Justice Joseph Yau ignored the defense's mitigation and appeal for leniency. |
A 42-year-old Filipina resident has been sentenced to 6
years and 10 months in jail by a High Court judge for trafficking 138 grams of
heroin just over a year ago.
Michelle A. Dabao, a former waitress, was jailed on Oct 23
by Judge Joseph Yau after she pleaded guilty earlier to a charge of drug trafficking.

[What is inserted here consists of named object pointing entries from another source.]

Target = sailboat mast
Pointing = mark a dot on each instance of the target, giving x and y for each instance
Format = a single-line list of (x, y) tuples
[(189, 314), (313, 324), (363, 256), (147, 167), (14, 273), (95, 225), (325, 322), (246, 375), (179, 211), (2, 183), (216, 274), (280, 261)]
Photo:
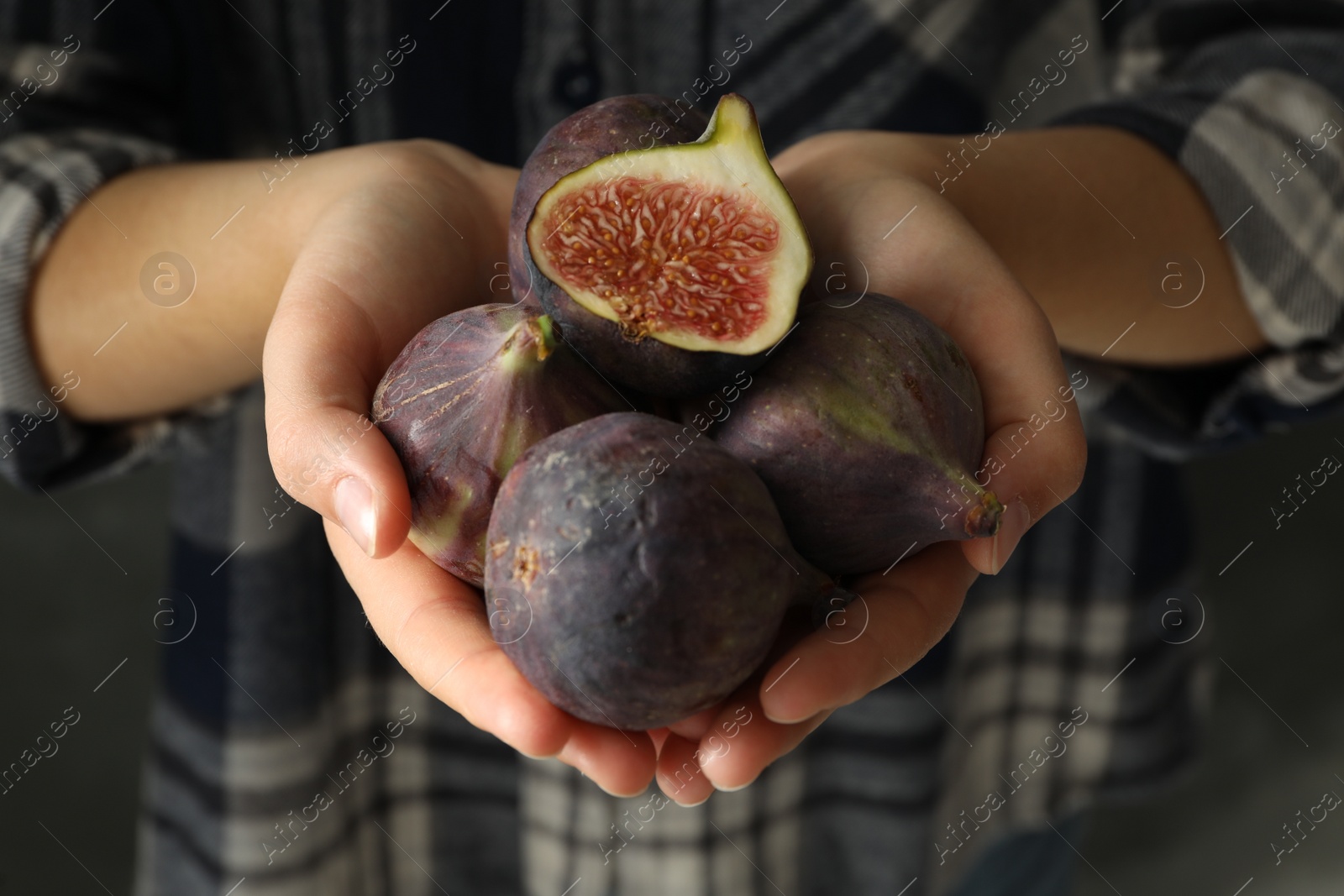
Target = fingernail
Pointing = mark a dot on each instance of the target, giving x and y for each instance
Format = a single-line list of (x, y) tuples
[(355, 511), (612, 793), (1015, 523)]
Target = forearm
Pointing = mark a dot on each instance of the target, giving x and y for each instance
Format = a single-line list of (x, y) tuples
[(136, 355), (1095, 262)]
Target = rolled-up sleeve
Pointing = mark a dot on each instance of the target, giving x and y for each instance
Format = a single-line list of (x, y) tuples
[(50, 163), (1249, 100)]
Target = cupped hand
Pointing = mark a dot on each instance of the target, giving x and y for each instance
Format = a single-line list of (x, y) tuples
[(875, 219), (407, 233)]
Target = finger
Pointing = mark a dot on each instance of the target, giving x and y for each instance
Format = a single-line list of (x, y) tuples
[(1035, 452), (679, 773), (438, 631), (743, 741), (897, 620), (349, 307), (618, 762), (696, 727)]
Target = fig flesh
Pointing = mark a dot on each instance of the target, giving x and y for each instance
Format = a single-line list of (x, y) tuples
[(463, 401), (669, 268), (866, 426), (638, 574)]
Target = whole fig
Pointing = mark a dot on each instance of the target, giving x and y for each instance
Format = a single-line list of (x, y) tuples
[(638, 574), (866, 426), (463, 401)]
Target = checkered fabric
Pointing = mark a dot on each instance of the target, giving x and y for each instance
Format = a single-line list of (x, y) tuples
[(353, 779)]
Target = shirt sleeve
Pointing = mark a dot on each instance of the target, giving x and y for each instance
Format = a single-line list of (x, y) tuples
[(53, 156), (1249, 98)]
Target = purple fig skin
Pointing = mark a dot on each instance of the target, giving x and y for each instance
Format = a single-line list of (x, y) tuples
[(867, 427), (638, 575), (463, 401), (596, 132)]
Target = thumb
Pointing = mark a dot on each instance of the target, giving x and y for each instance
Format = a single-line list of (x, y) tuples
[(320, 367)]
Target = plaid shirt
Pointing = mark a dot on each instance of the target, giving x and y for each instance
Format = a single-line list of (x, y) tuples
[(273, 755)]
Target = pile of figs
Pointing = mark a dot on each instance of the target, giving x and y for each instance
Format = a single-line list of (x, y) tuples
[(654, 454)]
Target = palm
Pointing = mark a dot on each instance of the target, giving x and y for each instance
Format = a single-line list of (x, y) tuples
[(385, 261)]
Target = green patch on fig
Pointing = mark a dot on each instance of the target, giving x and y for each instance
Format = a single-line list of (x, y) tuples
[(463, 401), (867, 427), (649, 574)]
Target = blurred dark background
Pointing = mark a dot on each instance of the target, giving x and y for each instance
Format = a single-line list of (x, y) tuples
[(73, 613)]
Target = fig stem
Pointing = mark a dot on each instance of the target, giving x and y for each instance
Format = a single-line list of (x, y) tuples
[(546, 344)]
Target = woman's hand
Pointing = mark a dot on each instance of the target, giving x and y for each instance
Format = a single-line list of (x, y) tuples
[(417, 241), (898, 235)]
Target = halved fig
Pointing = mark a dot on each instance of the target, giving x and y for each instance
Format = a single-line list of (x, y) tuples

Dabao was in tears as she glanced occasionally at her
husband and other relatives in the gallery while Yau reviewed the background of
her case.
Dabao was said to have been born in 1977 and studied in the
Philippines. She then worked as a waitress earning $13,000 a month. She is
married and has a 17-year-old daughter who is attending a Hong Kong school.
Dabao was arrested during a Customs raid at 9:23am on Oct 17
last year on a unit that she rented in Man Fung Industrial Bldg in Chai Wan.
Officers who barged into the unit saw Dabao holding an A4-sized document bag
and a handbag with two cellphones. In the document bag were six resealable plastic
bags containing a mixture with 138 grams of heroin hydrochloride.
Dabao told the officers she did not know the contents of the
document bag she collected next to a rubbish bin at the instruction of a man
named Pei Chai and for which she was paid $2,000.
The raiders searched the unit and found three empty document
bags like to the one seized from Dabao, several resealable plastic bags, as
well as $46.60 cash in her bag.
The prosecution said that, in a video recorded interview on
Oct 18, Dabao estimated the value of the heroin seized from her at $117,344.
During mitigation, defense counsel Leslie Parry said Dabao
was injured in a traffic accident in 2017 that kept her in hospital for four to
five months due to a surgery in which metal braces where inserted in her legs.
Parry said his client lost her income due to her injury and
the extreme pain it caused her. She did not want to bother her husband so she
borrowed money from loan sharks.
Dabao learned to abuse dangerous drugs until she was
introduced by unscrupulous acquaintances to trafficking for them to pay for the
drugs she used and settle her debt to the loan sharks, the lawyer said.
The counsel asked for leniency, saying Dabao was very
remorseful, and wished to reunite early with her husband and daughter.
Parry handed the judge three letters – one from Dabao’s
husband, who said he perceived her as a spoilt child with a good heart but is a
good mother, another from Dabao herself expressing her remorse, and, the third,
from an association of Christian pastors who said she was remorseful and begged
for leniency on her behalf.
But Justice Yau said all the mitigation pleas had no value.